In assessing plaintiff's residual functional capacity ("RFC") at step four, plaintiff was deemed capable of lifting or carrying 10 pounds frequently and 20 pounds occasionally; needed the opportunity to alternate between sitting and standing every 30 minutes; sit for no more than a total of 4 hours in an 8-hour workday; stand for no more than a total of 4 hours in an 8-hour workday; occasionally bend, stoop, crawl, climb, kneel, and balance; and, avoid hazards. [AR at 13, 17] Considering this RFC and the testimony from medical expert Eric Puestow, M.D. and vocational expert John Kilcher, the ALJ found plaintiff incapable of performing any of her past work as a bartender, clerk, truck rental agent, and assistant deli manager. [AR at 16] Notwithstanding her limitations, considering plaintiff's age, education, work experience, and RFC, the ALJ found at step five that jobs exist in significant numbers in the national economy that plaintiff is capable of performing, specifically as an assembler, packager, and garment sorter. [AR at 17] While the ALJ found that plaintiff's above-mentioned impairments could reasonably be expected to cause the alleged symptoms, he found plaintiff's "statements concerning the intensity, persistence and limiting effects of these symptoms" not credible to the extent they are inconsistent with his RFC assessment. [AR at 20]
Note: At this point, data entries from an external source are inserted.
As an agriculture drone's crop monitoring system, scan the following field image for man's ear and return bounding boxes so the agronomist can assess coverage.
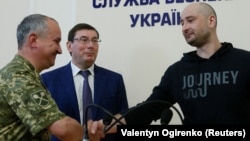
[27,33,38,48]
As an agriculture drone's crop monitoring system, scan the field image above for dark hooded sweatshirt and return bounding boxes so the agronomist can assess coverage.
[125,42,250,125]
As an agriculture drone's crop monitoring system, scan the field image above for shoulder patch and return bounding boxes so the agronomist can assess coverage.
[32,90,49,106]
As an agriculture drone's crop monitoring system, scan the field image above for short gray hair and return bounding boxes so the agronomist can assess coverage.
[16,14,56,49]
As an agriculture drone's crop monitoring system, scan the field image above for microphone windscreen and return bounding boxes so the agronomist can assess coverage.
[103,113,113,125]
[161,109,173,125]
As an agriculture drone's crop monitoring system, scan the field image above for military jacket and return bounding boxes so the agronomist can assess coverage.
[0,54,65,141]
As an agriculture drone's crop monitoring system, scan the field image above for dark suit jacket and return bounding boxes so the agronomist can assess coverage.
[41,63,128,141]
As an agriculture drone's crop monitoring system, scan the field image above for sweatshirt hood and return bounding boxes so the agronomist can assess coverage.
[181,42,233,62]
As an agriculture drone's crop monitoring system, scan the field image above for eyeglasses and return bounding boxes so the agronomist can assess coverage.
[73,37,101,45]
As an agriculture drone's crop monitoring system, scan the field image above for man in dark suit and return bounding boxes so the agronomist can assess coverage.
[41,23,128,141]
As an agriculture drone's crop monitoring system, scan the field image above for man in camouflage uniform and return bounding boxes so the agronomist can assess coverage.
[0,14,104,141]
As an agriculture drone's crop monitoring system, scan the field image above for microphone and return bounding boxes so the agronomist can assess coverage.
[160,109,173,125]
[105,100,184,132]
[83,104,123,141]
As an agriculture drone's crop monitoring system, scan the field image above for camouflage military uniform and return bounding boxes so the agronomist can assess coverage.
[0,55,64,141]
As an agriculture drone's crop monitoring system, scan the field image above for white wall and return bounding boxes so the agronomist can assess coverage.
[0,0,250,124]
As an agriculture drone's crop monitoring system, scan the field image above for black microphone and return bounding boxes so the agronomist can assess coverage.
[105,100,184,132]
[83,104,123,141]
[160,108,173,125]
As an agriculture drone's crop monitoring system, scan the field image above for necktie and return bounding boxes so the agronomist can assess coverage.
[81,70,93,125]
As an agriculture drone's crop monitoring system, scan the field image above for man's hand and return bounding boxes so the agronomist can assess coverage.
[88,120,105,141]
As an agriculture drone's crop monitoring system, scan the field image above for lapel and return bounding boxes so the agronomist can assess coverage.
[62,63,80,121]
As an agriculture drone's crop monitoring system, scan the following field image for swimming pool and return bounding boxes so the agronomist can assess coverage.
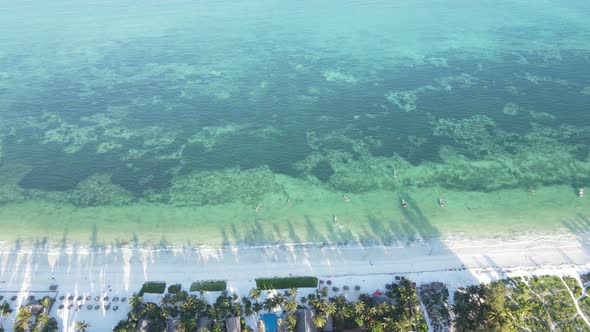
[260,312,283,332]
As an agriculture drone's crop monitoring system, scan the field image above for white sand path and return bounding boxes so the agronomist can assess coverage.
[0,235,590,331]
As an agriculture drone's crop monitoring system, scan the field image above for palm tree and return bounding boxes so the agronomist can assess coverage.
[0,301,12,329]
[262,298,275,312]
[33,313,57,332]
[272,294,285,308]
[322,301,336,316]
[39,296,55,312]
[14,307,32,332]
[287,288,297,298]
[287,313,297,332]
[76,320,90,332]
[312,314,327,328]
[285,297,297,312]
[249,288,261,302]
[317,287,328,299]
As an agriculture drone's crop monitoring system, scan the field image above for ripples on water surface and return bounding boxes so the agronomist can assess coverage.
[0,0,590,243]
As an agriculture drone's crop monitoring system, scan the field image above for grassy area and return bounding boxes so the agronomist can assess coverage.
[191,280,227,292]
[139,281,166,296]
[168,284,182,294]
[256,277,318,289]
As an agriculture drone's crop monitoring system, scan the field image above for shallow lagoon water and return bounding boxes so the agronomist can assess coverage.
[0,0,590,245]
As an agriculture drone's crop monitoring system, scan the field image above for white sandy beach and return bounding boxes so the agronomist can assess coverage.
[0,234,590,331]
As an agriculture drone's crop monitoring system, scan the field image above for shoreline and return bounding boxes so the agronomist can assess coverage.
[0,233,590,331]
[0,182,590,247]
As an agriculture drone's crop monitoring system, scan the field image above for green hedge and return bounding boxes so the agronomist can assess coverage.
[168,284,182,294]
[256,277,318,289]
[191,280,227,292]
[139,281,166,296]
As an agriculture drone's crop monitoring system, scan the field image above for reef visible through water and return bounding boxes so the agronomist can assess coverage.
[0,1,590,243]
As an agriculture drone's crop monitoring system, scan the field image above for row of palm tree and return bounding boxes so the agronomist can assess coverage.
[0,296,90,332]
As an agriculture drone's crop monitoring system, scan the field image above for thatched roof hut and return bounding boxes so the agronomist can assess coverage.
[277,318,287,332]
[196,317,212,332]
[135,319,152,332]
[295,309,318,332]
[25,301,45,316]
[322,316,334,332]
[166,319,181,332]
[257,320,266,332]
[225,317,242,332]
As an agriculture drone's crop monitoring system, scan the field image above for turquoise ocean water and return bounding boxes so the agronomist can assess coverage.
[0,0,590,243]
A. Evaluating SSI and DBI Claims

To qualify for DBI or SSI benefits under the Social Security Act, an applicant must show that he or she is unable to engage in any substantial gainful activity because of a medically determinable physical or mental impairment that has lasted or can be expected to last at least 12 months or cause death. 42 U.S.C. §§ 423(d), 1382. The Social Security Regulations set out a five-step process for determining whether a person is disabled within the meaning of the SSA. See 20 C.F.R. §§ 404.1520(a), 416.920(a); Tackett v. Apfel, 180 F.3d 1094, 1098 (9th Cir. 1999); Batson v. Comm'r of the Social Security Admin., 359 F.3d 1190, 1194 (9th Cir. 2004). If a party is found to be "disabled" or "not disabled" at any step in the sequence, there is no need to consider subsequent steps. 20 C.F.R. § 416.920.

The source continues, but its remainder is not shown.